Toutefois, la situation cachait une tragédie, car Paulose et sa famille étaient affamés. En une occasion j'ai vu la femme de Paulose qui consolait ses enfants avec un biberon d'eau afin de calmer leurs pincements d'estomac. Ils manquaient d'argent pour acheter du lait. Comme Paulose avait honte de dire à ses voisins non-chrétiens qu'il n'avait rien à manger, il gardait fermées les fenêtres et les portes de la petite maison d'une pièce qu'il louait pour que les voisins n'entendent pas les cris de ses quatre enfants affamés.

Un autre jour, un de ses enfants s'est endormi à l'école tellement il était affaibli par la faim. « J'ai honte de le dire au professeur ou aux voisins. Seul Dieu, mes enfants et ma femme connaissent la vérité. Nous ne nous plaignons pas et nous ne sommes pas malheureux. Nous sommes très contents de servir le Seigneur. C'est un privilège d'être considéré digne de souffrir pour Lui… », m'a-t-il dit.

Même lorsque ses enfants étaient punis pour leur manque d'attention à l'école, Paulose refusait de dévoiler leur secret et de faire honte au nom de Christ. Heureusement, dans ce cas-ci, grâce au soutien de quelques généreux chrétiens américains, nous avons pu lui envoyer une aide immédiate. Mais pour de nombreux autres, l'histoire ne connaît pas toujours une fin aussi heureuse.

Est-ce la faute de Dieu que des hommes comme Paulose ne mangent pas à leur faim? Je ne le crois pas. Dieu a pourvu suffisamment d'argent pour subvenir aux besoins de Paulose et du tiers-monde. L'argent nécessaire se trouve dans les nations très développées de l'Occident. Les chrétiens à eux seuls pourraient, sans avoir à faire de grands sacrifices, combler les besoins des Églises du tiers-monde.

Un ami de Dallas m'a récemment montré une nouvelle église dont la construction a coûté 74'000'000 $. Pendant que l'idée bouillonnait encore dans mon esprit, il m'a fait remarquer un autre bâtiment de 7'000'000 $ qui était en construction à seulement une minute de là.

Ces édifices sont de folles extravagances du point de vue du tiers-monde. Les 74'000'000 $ mis sur un bâtiment aux États-Unis pourraient construire environ 7'000 églises de taille moyenne en Inde.

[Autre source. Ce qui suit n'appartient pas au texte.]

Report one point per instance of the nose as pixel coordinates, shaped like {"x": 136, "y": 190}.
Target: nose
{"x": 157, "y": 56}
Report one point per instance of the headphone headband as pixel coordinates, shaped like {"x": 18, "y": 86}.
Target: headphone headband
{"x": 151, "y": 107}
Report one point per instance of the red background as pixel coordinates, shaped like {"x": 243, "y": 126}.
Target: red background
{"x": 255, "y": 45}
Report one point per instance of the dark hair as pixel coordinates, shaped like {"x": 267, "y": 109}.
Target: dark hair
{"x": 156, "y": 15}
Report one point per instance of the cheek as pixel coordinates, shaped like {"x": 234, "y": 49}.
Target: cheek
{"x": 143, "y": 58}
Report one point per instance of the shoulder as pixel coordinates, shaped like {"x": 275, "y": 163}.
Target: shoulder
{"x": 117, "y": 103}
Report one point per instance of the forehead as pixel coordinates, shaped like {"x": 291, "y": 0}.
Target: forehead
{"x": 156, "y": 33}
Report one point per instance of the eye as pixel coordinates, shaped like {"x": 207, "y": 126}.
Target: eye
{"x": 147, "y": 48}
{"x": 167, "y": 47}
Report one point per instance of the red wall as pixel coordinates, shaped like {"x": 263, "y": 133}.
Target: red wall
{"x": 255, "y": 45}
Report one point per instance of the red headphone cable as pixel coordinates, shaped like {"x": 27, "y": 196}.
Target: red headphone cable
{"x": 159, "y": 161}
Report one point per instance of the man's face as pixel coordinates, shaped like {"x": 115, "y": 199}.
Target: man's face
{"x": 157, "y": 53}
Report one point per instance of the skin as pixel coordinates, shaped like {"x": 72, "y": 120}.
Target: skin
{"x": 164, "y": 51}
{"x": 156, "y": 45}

Ce même 74'000'000 $ serait suffisant pour apporter la Bonne Nouvelle de Jésus-Christ à un état indien au complet, ou même dans quelques petits pays de l'Asie.

Je me prononçais rarement sur ces sujets, par contre. Je réalisais que j'étais un invité. Les Américains qui avaient construit ces édifices avaient également construit l'école où j'étudiais actuellement, et ils payaient mes frais de scolarité. Cela m'étonnait, tout de même, quand je pensais que ces églises avaient été bâties pour adorer Jésus, qui a dit : « Les renards ont des tanières, et les oiseaux du ciel ont des nids; mais le Fils de l'homme n'a pas où reposer sa tête » (Matthieu 8.20).

En Asie aujourd'hui, le Christ est toujours sans foyer. Il cherche encore un endroit pour reposer sa tête, mais dans des temples qui ne sont pas faits « de main d'homme ». Jusqu'à ce qu'ils aient leur propre édifice, nos chrétiens nouveaux-nés se réunissent habituellement dans leurs maisons. Dans les communautés non-chrétiennes il est presque impossible de louer des églises.

On accorde une telle importance aux bâtiments aux États-Unis que nous oublions parfois que ce sont les personnes qui constituent l'Église et non leur lieu de rencontre.

Mais Dieu ne m'a pas demandé de m'opposer à la construction de nouvelles églises, nous faisons notre possible pour fournir des bâtiments pour les petites églises grandissantes en Asie chaque fois que nous le pouvons. Ce qui me dérange plus que le gaspillage, c'est que ces efforts représentent souvent une philosophie mondiale. Pourquoi ne pouvons-nous pas affecter au moins dix pour cent des offrandes des chrétiens à la cause de l'évangélisation? Si les seuls chrétiens des États-Unis avaient pris cet engagement en 2000, nous aurions eu 10 milliards de dollars pour annoncer l'Évangile dans le monde!